It’s worth documenting, again, all that Ervin Santana did well last year:
• Only 24 starting pitchers who qualified for the ERA title posted a lower number than his 3.24.
• Only 19 pitchers had a lower WHIP.
• His strikeout-walk ratio of 3.16 ranked 35th in the majors.
• Santana held opposing hitters to a .668 OPS, ranking 27th.
• He pitched 211 innings -- only 16 pitchers threw more in 2013.
So he had a really good season, bolstered by his sturdy reputation as being a good guy -- a positive clubhouse presence, someone invested in the esprit de corps.
But with three weeks to go before the Padres and Dodgers play the first game of the season in North America, Santana is still not signed. He is reportedly talking about a one-year deal with the Blue Jays or the Orioles or another team, and if he gets something in the range of $14 million, this will be about $100 million less than what club officials say the initial asking price for him was.
A lot of factors have contributed to him being in this position, from the concerns that some clubs have about whether his elbow will hold up through a multiyear deal, the fact that he’s tied to draft-pick compensation, and the reality that 17 months ago, the regard for Santana was so compromised that he was nearly non-tendered by the Angels.
But the essential truth is that his side completely misread the market, setting a price way too high at the outset and then reacting too slowly as available jobs and money evaporated.
The relationship between a player and his representation can be complicated, and in the end, there are almost always multiple versions of conversations and expectations. Sometimes the player can drive the discussion, sometimes it's player’s parents or spouse or most trusted friend, and sometimes it’s the agents. Sometimes it can be the union, depending on how assertive the player and the agent are. And the guess here is that whoever actually generated and drove the idea of Santana as a $112 million player isn’t going to jump up and down and brag about it today.
The fact is that nobody who takes a paycheck from a team saw Santana as a $100 million-plus pitcher. Nobody. The fact is that Santana should’ve gotten more than what he's expected to receive now, at least comfortably slotting into the group of pitchers like Ricky Nolasco, Matt Garza and Edwin Jackson. Those are pitchers who have been good but have never been elite, as Clayton Kershaw, CC Sabathia, Justin Verlander and Cliff Lee have been.
The Royals wanted him back, but after their overtures in September were rebuffed, they took their available dollars and invested $32 million in Jason Vargas, who has never posted an ERA within half a run of what Santana did last year. Other teams checked in on Santana during the offseason, heard the asking price and moved on; when some doubled back, the numbers still hadn’t come down enough to coax an offer.

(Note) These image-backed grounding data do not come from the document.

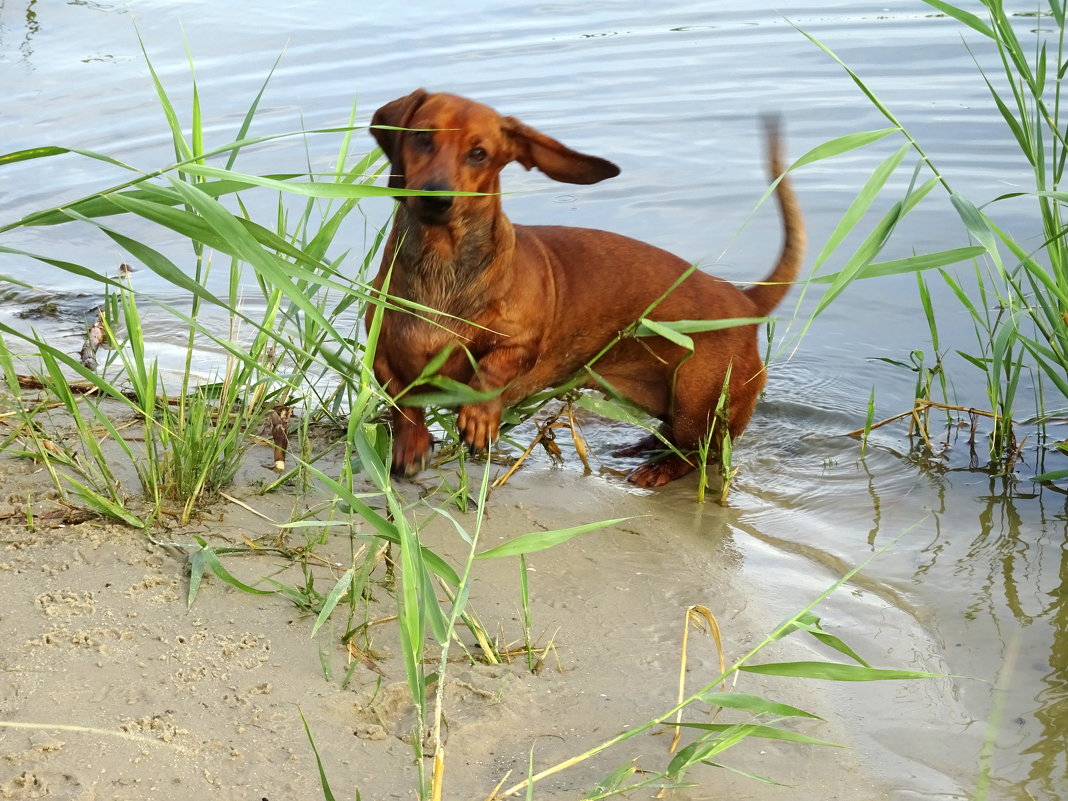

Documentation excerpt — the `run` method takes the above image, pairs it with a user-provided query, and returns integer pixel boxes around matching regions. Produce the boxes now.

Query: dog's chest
[388,311,478,384]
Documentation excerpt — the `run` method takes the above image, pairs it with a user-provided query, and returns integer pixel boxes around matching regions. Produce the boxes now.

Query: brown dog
[366,89,805,487]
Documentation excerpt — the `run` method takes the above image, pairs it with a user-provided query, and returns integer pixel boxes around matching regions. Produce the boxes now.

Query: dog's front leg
[456,343,536,453]
[389,405,433,477]
[372,349,434,477]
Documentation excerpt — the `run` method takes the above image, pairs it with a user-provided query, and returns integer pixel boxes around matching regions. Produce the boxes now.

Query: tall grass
[795,1,1068,478]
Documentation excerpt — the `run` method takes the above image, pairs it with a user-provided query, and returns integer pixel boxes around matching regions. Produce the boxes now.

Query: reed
[797,1,1068,477]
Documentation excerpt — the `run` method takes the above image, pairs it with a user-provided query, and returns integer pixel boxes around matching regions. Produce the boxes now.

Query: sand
[0,407,890,801]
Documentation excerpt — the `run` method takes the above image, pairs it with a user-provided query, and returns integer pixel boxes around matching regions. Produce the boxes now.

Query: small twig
[15,374,99,396]
[10,373,185,405]
[910,405,934,450]
[846,398,1003,438]
[491,432,544,488]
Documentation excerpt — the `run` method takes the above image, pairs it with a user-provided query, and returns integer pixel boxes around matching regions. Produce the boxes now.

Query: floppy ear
[503,117,620,185]
[371,89,429,189]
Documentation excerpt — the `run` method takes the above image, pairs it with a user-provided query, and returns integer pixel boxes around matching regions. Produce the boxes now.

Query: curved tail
[743,116,806,317]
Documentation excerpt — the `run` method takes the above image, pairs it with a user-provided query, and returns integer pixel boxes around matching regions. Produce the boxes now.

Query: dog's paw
[627,454,695,488]
[391,427,433,477]
[457,403,501,452]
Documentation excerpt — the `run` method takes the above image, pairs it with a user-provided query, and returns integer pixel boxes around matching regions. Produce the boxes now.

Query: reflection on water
[741,358,1068,798]
[1,0,41,63]
[1,1,1067,799]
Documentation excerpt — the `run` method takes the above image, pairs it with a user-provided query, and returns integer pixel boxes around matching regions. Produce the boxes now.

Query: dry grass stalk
[492,402,589,487]
[669,604,726,754]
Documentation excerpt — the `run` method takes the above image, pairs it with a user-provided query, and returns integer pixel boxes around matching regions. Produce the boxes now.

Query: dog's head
[371,89,620,225]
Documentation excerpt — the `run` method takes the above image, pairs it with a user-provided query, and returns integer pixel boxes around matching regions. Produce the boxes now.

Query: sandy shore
[0,414,891,801]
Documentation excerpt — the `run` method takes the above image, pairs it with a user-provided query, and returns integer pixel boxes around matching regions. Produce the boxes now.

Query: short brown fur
[367,90,805,487]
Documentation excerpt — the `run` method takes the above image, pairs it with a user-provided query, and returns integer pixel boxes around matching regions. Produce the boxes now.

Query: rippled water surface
[2,1,1067,799]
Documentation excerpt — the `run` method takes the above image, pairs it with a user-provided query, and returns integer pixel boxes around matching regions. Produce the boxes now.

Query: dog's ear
[503,117,620,185]
[371,89,429,189]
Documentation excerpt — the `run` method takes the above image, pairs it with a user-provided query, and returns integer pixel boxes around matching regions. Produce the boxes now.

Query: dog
[366,89,804,488]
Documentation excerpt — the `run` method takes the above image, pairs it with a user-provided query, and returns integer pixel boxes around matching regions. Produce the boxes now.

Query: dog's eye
[467,146,489,165]
[411,130,434,152]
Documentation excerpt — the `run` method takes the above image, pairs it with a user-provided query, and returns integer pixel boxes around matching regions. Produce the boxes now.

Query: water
[2,1,1066,798]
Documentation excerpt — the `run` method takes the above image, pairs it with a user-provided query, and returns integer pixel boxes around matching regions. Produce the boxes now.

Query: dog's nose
[417,181,454,216]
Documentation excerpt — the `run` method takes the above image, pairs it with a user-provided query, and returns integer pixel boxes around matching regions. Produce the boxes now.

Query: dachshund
[366,90,804,487]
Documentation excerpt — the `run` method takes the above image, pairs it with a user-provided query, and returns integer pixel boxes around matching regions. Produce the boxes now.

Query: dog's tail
[743,116,806,318]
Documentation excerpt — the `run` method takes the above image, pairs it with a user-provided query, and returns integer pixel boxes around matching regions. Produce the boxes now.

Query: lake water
[1,1,1066,799]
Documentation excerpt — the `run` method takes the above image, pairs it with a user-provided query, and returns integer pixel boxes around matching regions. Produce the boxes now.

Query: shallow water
[1,1,1066,799]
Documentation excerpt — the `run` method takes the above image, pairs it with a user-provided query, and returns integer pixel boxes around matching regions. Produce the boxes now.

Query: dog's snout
[411,181,455,222]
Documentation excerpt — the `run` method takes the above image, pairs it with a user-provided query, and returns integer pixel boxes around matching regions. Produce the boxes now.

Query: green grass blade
[298,706,339,801]
[810,246,986,284]
[694,691,822,720]
[921,0,996,38]
[226,48,285,170]
[0,321,147,414]
[310,569,355,638]
[200,547,274,596]
[636,317,767,335]
[1033,467,1068,482]
[699,761,787,788]
[136,31,192,163]
[675,722,841,749]
[162,177,354,354]
[809,203,902,319]
[950,192,1003,269]
[353,424,391,492]
[635,318,695,350]
[301,463,463,587]
[574,392,660,429]
[810,143,909,273]
[0,145,141,172]
[739,661,942,681]
[0,244,127,288]
[476,518,629,559]
[772,611,872,666]
[790,128,900,170]
[180,163,480,200]
[59,474,145,528]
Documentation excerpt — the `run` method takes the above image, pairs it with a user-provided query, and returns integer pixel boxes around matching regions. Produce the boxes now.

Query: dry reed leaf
[0,719,193,755]
[346,640,387,677]
[482,771,511,801]
[538,430,563,460]
[219,492,278,523]
[565,403,592,472]
[80,308,107,370]
[494,403,593,487]
[669,604,726,754]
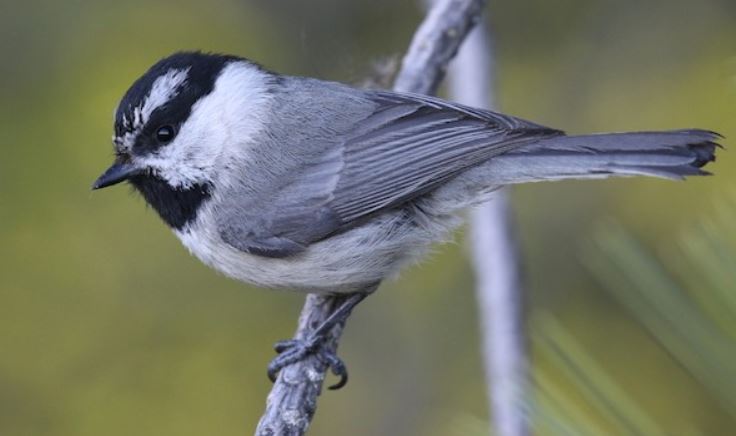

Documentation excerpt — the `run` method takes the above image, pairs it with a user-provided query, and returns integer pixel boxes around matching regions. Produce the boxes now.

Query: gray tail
[486,129,721,184]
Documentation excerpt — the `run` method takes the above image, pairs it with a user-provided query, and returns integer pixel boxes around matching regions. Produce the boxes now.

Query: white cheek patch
[136,62,275,189]
[133,148,208,189]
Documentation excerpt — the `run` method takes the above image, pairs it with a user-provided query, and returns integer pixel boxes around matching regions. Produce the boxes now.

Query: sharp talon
[267,365,278,383]
[265,292,370,388]
[267,344,307,383]
[319,349,349,390]
[328,371,348,390]
[273,339,298,353]
[267,338,351,389]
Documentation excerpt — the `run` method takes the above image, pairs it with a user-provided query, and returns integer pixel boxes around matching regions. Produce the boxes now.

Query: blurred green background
[1,0,735,435]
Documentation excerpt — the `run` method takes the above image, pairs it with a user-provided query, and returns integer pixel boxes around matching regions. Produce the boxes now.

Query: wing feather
[220,88,561,257]
[327,92,561,222]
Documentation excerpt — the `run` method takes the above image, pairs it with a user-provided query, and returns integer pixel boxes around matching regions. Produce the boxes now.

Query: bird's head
[93,51,275,228]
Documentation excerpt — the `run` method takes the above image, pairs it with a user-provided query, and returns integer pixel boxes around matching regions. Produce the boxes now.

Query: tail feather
[489,129,721,183]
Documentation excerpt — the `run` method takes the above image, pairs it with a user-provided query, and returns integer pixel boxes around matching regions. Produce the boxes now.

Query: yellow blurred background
[1,0,735,435]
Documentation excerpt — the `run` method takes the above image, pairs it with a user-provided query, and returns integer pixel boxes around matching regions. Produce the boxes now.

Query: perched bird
[94,51,720,388]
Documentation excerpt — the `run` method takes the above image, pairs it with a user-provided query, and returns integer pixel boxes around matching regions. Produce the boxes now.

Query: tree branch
[448,21,529,436]
[256,294,348,436]
[394,0,487,95]
[255,1,487,434]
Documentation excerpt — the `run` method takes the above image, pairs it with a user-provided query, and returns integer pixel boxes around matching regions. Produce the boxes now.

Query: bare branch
[255,1,487,434]
[470,191,529,436]
[256,294,347,436]
[394,0,487,94]
[448,21,530,436]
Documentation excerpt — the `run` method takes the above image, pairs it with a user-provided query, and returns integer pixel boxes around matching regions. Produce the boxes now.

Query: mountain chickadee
[93,52,720,388]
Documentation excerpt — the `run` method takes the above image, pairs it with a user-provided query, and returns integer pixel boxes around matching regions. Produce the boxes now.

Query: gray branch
[255,1,487,434]
[256,294,348,436]
[448,22,529,436]
[394,0,487,95]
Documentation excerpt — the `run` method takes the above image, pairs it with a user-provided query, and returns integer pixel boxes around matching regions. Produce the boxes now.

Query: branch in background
[394,0,487,95]
[447,19,529,436]
[255,1,487,434]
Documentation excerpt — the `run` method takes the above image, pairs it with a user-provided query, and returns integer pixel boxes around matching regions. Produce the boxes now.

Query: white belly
[175,204,458,293]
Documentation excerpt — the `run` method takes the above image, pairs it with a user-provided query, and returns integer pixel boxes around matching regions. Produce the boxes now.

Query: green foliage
[533,315,668,436]
[526,197,736,435]
[586,219,736,417]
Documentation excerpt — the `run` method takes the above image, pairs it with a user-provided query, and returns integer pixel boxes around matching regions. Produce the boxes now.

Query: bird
[93,51,720,389]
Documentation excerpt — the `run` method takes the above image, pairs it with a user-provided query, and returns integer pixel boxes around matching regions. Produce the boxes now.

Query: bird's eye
[155,125,176,143]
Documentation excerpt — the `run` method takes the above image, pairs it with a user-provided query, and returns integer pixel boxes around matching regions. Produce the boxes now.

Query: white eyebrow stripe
[139,67,190,125]
[116,67,191,152]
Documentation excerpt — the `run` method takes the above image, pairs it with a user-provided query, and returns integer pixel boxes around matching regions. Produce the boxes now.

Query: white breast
[175,200,459,293]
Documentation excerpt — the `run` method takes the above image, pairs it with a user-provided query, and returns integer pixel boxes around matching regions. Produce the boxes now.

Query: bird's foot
[267,336,349,390]
[266,291,371,390]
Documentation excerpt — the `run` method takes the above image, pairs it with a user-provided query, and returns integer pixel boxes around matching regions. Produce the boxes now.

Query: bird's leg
[267,291,369,390]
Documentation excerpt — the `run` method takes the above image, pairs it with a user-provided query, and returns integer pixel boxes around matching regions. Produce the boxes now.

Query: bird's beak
[92,160,144,190]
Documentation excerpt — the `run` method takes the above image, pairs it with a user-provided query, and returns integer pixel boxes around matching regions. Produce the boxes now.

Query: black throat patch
[113,52,244,229]
[128,175,210,230]
[111,52,269,229]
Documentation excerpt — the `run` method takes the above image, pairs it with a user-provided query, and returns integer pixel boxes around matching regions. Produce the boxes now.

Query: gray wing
[220,90,562,258]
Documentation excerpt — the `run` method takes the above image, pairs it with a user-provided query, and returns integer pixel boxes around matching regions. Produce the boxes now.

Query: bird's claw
[266,292,370,390]
[267,337,349,390]
[318,349,348,390]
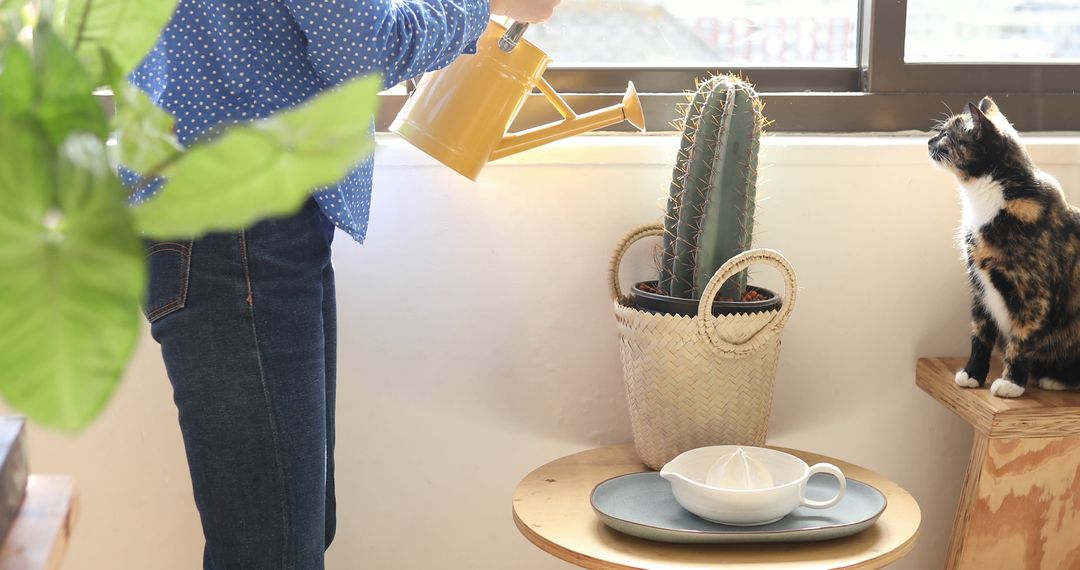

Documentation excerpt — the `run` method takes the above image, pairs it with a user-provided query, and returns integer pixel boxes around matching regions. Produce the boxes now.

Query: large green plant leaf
[0,0,20,27]
[112,83,181,173]
[0,0,23,18]
[0,39,33,114]
[0,25,107,144]
[0,121,144,431]
[35,24,107,141]
[0,11,18,60]
[64,0,177,79]
[131,73,381,238]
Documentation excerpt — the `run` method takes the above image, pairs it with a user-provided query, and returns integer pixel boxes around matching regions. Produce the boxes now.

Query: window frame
[377,0,1080,133]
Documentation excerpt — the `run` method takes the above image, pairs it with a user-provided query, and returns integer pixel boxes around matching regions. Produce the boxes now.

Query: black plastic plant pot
[630,281,782,318]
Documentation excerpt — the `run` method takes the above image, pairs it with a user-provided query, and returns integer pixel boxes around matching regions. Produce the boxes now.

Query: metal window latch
[499,22,530,53]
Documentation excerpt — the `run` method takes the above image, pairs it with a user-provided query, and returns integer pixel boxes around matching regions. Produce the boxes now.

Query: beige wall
[12,134,1080,569]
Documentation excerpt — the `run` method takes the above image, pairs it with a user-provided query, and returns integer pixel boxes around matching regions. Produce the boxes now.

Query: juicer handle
[800,463,847,509]
[499,21,530,52]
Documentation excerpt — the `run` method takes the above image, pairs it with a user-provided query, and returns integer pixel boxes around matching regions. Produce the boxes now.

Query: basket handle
[608,223,665,302]
[697,249,798,356]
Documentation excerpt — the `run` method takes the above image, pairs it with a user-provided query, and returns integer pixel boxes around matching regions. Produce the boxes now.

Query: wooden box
[0,418,28,547]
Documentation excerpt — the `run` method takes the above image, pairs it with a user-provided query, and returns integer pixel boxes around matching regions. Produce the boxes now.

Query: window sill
[375,132,1080,169]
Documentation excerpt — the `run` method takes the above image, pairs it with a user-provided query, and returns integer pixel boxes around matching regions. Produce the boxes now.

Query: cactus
[659,74,765,302]
[658,76,713,295]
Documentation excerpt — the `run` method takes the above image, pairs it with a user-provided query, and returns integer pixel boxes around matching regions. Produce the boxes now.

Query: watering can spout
[622,81,647,132]
[490,81,645,161]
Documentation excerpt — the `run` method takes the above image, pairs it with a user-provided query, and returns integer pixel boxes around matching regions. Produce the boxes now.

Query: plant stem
[72,0,92,51]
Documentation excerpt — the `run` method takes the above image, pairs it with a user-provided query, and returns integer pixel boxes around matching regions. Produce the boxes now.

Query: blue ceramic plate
[590,472,887,544]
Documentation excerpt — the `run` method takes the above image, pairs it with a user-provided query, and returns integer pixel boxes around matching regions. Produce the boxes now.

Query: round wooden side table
[513,444,920,570]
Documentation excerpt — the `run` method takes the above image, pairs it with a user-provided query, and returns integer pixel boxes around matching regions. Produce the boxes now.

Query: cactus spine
[659,74,764,302]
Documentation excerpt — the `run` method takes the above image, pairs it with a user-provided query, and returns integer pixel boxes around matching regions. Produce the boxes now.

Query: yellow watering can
[391,20,646,181]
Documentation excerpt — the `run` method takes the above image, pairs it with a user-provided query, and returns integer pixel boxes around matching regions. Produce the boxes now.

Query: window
[532,0,858,67]
[380,0,1080,132]
[906,0,1080,63]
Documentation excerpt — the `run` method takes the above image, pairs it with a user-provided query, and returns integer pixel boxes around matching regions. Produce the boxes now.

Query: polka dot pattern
[123,0,490,243]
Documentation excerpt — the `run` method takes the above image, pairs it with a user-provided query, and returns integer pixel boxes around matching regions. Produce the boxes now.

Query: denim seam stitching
[178,240,192,311]
[146,301,182,322]
[146,241,191,254]
[238,230,291,570]
[144,247,187,256]
[145,239,194,322]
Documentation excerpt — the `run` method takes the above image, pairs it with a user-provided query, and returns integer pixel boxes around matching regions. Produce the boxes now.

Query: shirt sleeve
[282,0,491,89]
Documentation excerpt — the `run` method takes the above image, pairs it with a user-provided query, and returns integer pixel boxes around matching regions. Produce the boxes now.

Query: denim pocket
[143,240,194,323]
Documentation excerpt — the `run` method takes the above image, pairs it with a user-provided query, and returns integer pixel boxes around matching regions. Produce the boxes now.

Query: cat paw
[990,378,1026,398]
[954,370,981,388]
[1037,377,1071,391]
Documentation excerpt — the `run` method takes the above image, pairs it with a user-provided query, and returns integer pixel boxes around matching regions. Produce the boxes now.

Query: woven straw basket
[609,223,798,470]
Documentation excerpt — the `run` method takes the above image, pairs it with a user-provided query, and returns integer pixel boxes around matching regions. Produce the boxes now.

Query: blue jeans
[144,198,337,569]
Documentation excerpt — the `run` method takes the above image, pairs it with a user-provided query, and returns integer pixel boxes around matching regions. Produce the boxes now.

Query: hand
[489,0,561,24]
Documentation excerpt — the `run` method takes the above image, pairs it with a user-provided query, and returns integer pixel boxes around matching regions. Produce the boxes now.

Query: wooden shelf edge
[916,358,994,435]
[916,357,1080,439]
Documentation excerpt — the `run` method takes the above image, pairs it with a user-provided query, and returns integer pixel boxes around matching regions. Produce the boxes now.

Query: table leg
[946,434,1080,569]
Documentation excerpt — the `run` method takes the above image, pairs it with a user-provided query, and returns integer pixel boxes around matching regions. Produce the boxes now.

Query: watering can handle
[499,21,530,52]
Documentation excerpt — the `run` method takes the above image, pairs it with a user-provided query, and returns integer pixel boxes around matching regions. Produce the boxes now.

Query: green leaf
[0,0,23,17]
[0,119,52,239]
[34,24,107,142]
[0,41,34,116]
[112,83,180,173]
[64,0,177,80]
[97,44,122,90]
[132,73,382,238]
[0,120,145,431]
[0,11,19,55]
[0,25,107,144]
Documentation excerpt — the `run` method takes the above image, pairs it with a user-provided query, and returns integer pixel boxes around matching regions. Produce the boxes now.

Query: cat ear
[979,96,1001,116]
[968,101,998,139]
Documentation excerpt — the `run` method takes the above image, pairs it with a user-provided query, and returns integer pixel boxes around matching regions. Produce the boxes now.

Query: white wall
[11,134,1080,570]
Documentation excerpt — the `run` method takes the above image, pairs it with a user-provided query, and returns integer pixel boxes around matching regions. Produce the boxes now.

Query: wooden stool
[917,357,1080,569]
[513,444,920,570]
[0,475,78,570]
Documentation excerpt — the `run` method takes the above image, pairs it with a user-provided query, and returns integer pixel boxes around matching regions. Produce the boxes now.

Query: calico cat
[928,97,1080,398]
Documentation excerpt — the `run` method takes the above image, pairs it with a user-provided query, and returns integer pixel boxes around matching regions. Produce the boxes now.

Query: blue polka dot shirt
[126,0,491,243]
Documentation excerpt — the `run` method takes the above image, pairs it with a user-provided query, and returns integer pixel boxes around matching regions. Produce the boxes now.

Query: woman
[136,1,560,568]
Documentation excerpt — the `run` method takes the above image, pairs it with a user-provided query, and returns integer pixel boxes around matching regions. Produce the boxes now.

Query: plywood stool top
[512,444,920,570]
[917,357,1080,438]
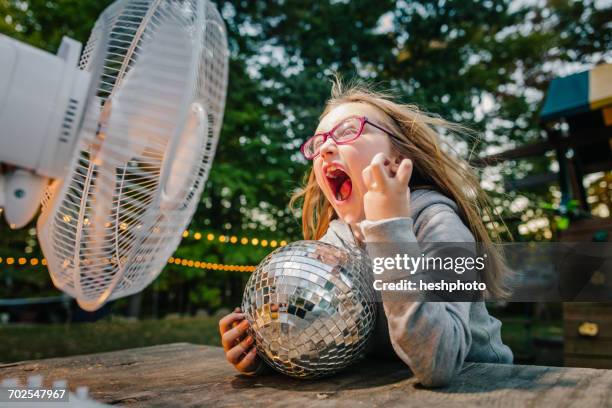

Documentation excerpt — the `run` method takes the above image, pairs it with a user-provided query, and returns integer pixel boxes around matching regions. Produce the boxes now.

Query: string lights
[56,215,287,248]
[181,229,287,248]
[0,257,47,266]
[57,212,290,249]
[167,257,255,272]
[2,229,290,273]
[0,255,254,272]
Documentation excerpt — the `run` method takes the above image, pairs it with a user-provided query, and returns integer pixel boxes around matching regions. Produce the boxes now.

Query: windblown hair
[289,77,512,299]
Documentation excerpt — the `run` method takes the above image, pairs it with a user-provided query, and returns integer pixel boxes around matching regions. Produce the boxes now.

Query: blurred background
[0,0,611,368]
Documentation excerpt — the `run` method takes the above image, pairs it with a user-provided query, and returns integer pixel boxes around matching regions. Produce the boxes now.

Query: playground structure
[476,63,612,368]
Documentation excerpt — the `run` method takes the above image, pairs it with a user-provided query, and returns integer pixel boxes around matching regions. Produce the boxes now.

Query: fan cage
[38,0,229,310]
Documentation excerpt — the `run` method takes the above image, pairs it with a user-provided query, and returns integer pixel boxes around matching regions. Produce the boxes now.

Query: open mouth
[325,166,352,202]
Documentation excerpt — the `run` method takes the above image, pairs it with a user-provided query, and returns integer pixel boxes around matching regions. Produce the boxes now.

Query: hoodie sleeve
[360,206,476,387]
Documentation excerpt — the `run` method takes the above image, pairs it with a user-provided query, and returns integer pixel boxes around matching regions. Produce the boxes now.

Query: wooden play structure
[476,63,612,368]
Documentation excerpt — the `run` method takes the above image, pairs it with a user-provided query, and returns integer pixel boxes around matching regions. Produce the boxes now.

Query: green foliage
[0,0,113,51]
[0,312,561,364]
[0,0,609,313]
[0,315,221,362]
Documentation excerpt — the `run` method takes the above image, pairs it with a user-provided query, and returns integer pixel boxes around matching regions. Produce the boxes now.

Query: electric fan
[0,0,229,311]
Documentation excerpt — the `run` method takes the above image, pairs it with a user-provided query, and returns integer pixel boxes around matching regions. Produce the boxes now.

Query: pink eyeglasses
[300,115,397,160]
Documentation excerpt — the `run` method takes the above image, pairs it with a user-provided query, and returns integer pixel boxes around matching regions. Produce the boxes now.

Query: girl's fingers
[219,311,245,335]
[362,165,373,189]
[221,319,250,350]
[226,335,255,365]
[235,346,259,372]
[369,153,389,189]
[396,158,413,185]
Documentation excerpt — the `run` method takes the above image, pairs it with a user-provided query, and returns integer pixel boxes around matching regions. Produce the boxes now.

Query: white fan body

Speaking generally to USA Today, Brewers general manager Doug Melvin explained how the high price tags can affect interest. From Bob Nightengale’s piece:
Several GMs and executives say maybe it's time for these players to look in the mirror. They all rejected the $14.1 million qualifying offers from their original teams, and when they hit the market, some of the rumored contract requests scared teams.
"I do see these numbers that come out early that say, 'Oh, he's going to get $100 million,'" Brewers GM Doug Melvin says. "You read that stuff, and then you say, well, there's no sense in me even making a phone call if those are the numbers."
All agents want to push the numbers as high as they can, but some say privately that it is absolutely crucial to be tethered to an understanding of how the player is perceived in the market. One high-ranking executive said Friday that he is asked by agents all the time to offer assessments of what a fair deal for their clients would be -- like Rick Harrison from the TV show "Pawn Stars," who will call in an expert for an opinion before negotiating a price.
In the case of Santana, there was a total disconnect between the asking price and how the industry viewed him from the outset of the offseason.
Because of this, somebody is going to get him for a good price.